You have to have the right tools for the job, and building an airplane is no exception. In fact, it’s a requirement!
It can be daunting, however, to fill a tool box with everything you need. I decided to go the kit route, as there are several options from major suppliers. Plane Tools, Isham, and several others all have beginners tool kits for sale. I was lucky and found a new kit fore sale from an individual who decided not to start his build. Saving money is always nice.
Avery Tools is the supplier for this kit and it is a great start with almost everything you need to get going. They also allow you to customize the kit to your liking which saves money and space in the garage.

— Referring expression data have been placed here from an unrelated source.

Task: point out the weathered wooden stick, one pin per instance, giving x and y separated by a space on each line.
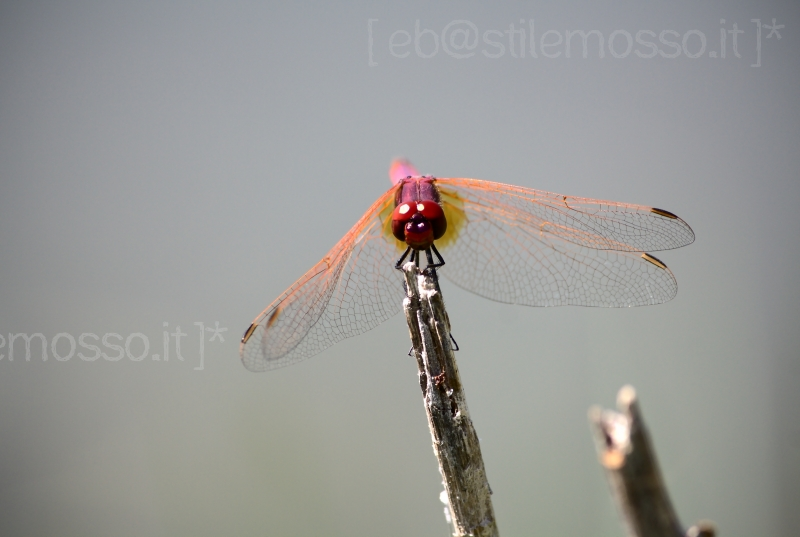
455 442
627 454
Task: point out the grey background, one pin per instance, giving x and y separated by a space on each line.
185 162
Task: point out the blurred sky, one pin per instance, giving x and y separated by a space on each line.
185 162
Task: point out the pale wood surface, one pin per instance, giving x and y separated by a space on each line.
627 454
455 442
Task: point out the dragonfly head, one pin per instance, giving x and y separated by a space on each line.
418 223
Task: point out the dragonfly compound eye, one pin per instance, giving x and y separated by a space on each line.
419 232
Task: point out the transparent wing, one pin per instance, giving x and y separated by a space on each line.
525 246
351 290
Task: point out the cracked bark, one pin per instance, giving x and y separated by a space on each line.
455 442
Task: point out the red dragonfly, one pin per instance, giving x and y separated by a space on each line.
506 243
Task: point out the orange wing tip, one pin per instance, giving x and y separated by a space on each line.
249 332
654 260
662 212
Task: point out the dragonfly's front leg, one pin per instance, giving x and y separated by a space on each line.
399 264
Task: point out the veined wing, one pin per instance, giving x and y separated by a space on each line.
525 246
351 290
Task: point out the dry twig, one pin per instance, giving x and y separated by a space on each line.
627 454
455 442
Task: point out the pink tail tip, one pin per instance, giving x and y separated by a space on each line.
400 169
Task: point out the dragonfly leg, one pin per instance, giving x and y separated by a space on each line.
399 264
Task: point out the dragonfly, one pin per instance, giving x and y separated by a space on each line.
506 243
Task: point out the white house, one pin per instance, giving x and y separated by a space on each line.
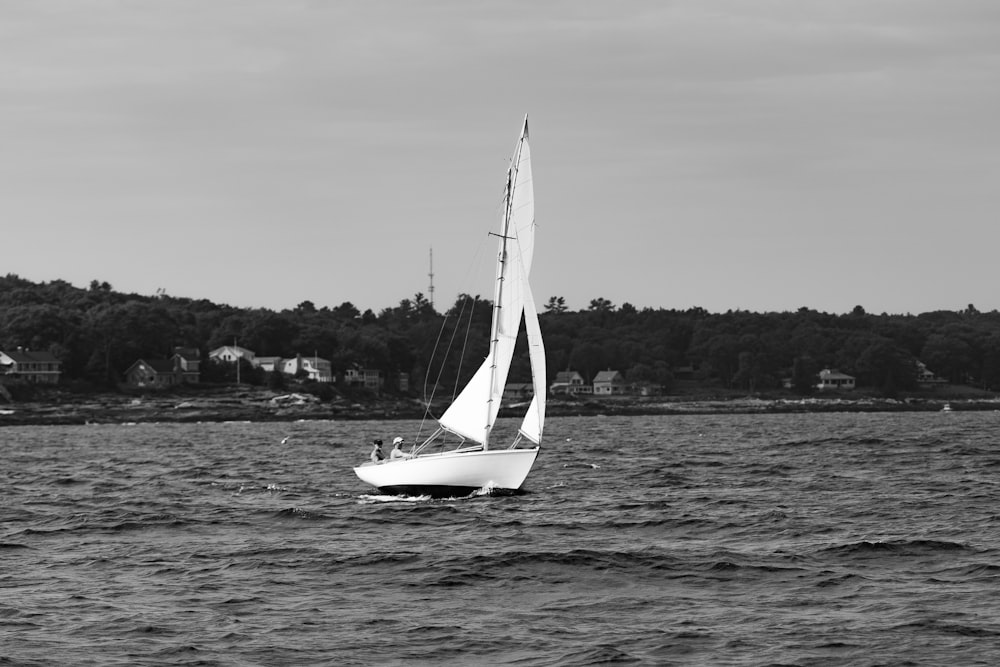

I also picked up a lightly used pneumatic squeezer and the DRDT2 dimpler, both of which have already paid for themselves with ease and precision. One note about the squeezer, I actually adjusted the safety lever such that it no longer requires me to push the actuating lever up and over to squeeze the plunger. It makes it a lot easier when handling the tool and ensuring I get the alignment correct and stay on the rivet. This is a danger and I do not recommend it to someone who is not comfortable with removing a safety feature of any tool.
All of this is in a tool box from Harbor Freight that I picked up with a lot of other random supplies for the garage including tool stands, clamps, stools, etc.
The power tools everyone recommends wont be used much, but should be handy when the need arises. A used band saw, new Ryobi drill press, grinder, and combination belt sander and disc sander line one way of the garage.
The power behind all of the pneumatic tools comes from a Kobalt 60 gallon air compressor. This was the next biggest purchase but worth it! Yes, you can probably use a smaller unit but this allows plenty of time in between cycles to cool and provides plenty of pressure and volume for all the tools and paint guns I may use in the future. I plumbed it into a filter/lubricator and air reel in the ceiling.
I got tired of spinning the deburring tool and took other’s advice by picking up an electric screwdriver from Lowe’s Aircraft Supply store. This Skil 4-volt 1/4″ drive screwdriver fits the bill. It’s got a slow RPM which is perfect for deburring and accepts a 1/4″ drive adapter which holds a standard deburring bit.